Tuesday 19 June 2012

1960s Modelling


The 1960s saw a revolution in many areas and modelling was just one of them. Fashions for young people changed dramatically, and teenagers and twenty-somethings were customising their clothes and creating their own styles. The influences of the 1960s designers, models and photographers are still around today. To find out more visit http://www.fabsugar.co.uk/Key-Models-from-Sixties-1960s-3115463

Revolution

There was so much going on in the 1960s that it’s almost impossible to talk about modelling without mentioning art, music, film and television. The teenagers and young people of the 1950s were confident and took charge of trends in the 1960s, creating a double society; the people who were young, free and liberated, and the generation that still dressed and acted the way of 15 years previously.

The demands of the youth market encouraged the production of cheap, bright fashions that could be bought in small boutiques or on market stalls. Heavily influenced by the new music that was appearing, young people began to design their own fashions, rather than waiting for the traditional designers to do it for them. They, along with established designers, experimented with colour, fabric and imported ideas from non-western cultures.

A Modelling Career

The impact of television, radio and magazines was huge.
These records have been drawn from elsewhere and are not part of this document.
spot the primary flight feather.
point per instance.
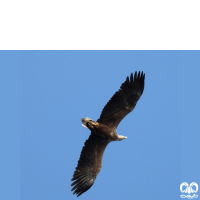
(103, 131)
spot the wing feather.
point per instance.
(89, 164)
(123, 101)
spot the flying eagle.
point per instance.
(103, 131)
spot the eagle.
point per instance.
(103, 131)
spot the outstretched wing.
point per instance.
(123, 101)
(89, 164)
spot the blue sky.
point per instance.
(46, 93)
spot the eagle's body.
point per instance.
(103, 131)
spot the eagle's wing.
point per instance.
(123, 101)
(89, 164)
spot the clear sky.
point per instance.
(46, 93)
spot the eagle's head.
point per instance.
(88, 123)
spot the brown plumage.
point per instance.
(103, 131)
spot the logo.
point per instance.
(192, 188)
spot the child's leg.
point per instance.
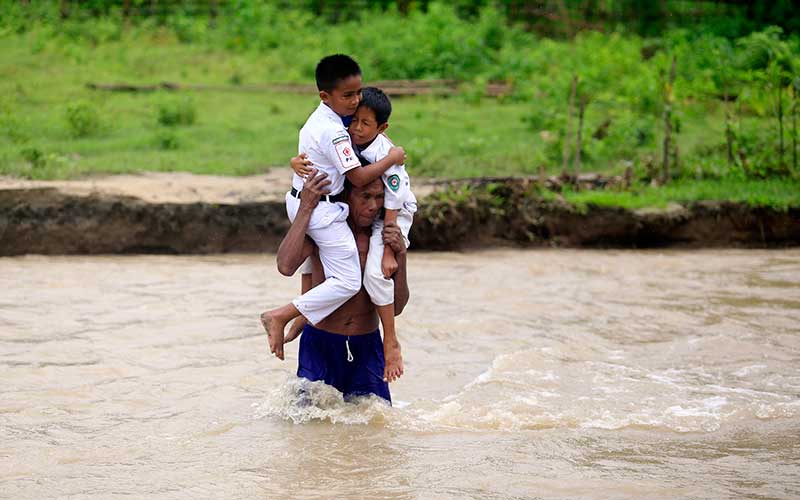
(339, 256)
(381, 291)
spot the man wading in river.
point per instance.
(344, 350)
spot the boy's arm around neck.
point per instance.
(296, 246)
(393, 237)
(362, 176)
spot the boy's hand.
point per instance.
(397, 154)
(301, 165)
(388, 265)
(393, 238)
(315, 186)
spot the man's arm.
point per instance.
(394, 238)
(364, 175)
(296, 246)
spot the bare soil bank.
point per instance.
(78, 218)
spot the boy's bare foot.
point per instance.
(274, 327)
(295, 329)
(394, 361)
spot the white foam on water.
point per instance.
(536, 389)
(301, 401)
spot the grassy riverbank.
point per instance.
(53, 127)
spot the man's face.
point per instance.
(345, 97)
(365, 203)
(364, 127)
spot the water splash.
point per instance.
(301, 401)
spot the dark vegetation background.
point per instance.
(586, 86)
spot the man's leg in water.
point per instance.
(340, 262)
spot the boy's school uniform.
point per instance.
(327, 143)
(397, 196)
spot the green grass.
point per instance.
(775, 193)
(242, 133)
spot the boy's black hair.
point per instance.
(333, 69)
(373, 98)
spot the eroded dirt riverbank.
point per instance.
(183, 213)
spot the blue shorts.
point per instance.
(352, 364)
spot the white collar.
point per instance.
(329, 111)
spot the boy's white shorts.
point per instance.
(337, 251)
(380, 289)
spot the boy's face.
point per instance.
(364, 127)
(345, 97)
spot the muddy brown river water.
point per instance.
(529, 374)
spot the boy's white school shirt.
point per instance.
(326, 142)
(396, 183)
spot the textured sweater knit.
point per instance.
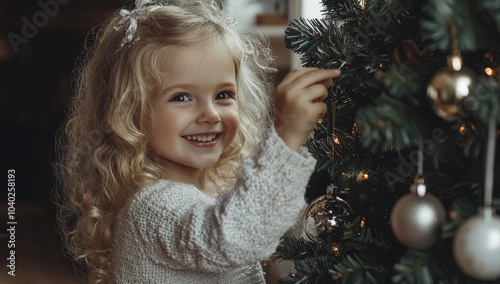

Actresses like Diana Rigg shot to fame, as did pop singers. Their styles of clothing and hair were copied across the world by young people who had more disposable income than ever before. These stars, particularly the women, acted as role models to young women who were beginning to question to “ideal” of marrying and becoming a housewife.

Modelling became a career in its own right in the 1960s. This was the start of the Supermodel phenomenon, where models themselves could sell the clothes – if Twiggy was wearing it, it was an immediate success. Models with very slim figures, huge, heavily made-up eyes and child-like looks were almost guaranteed fame, as they could wear the Mary Quant mini-skirts and the high fashion from houses that had taken hold of the trends and were providing what the market wanted rather than what it thought they should have.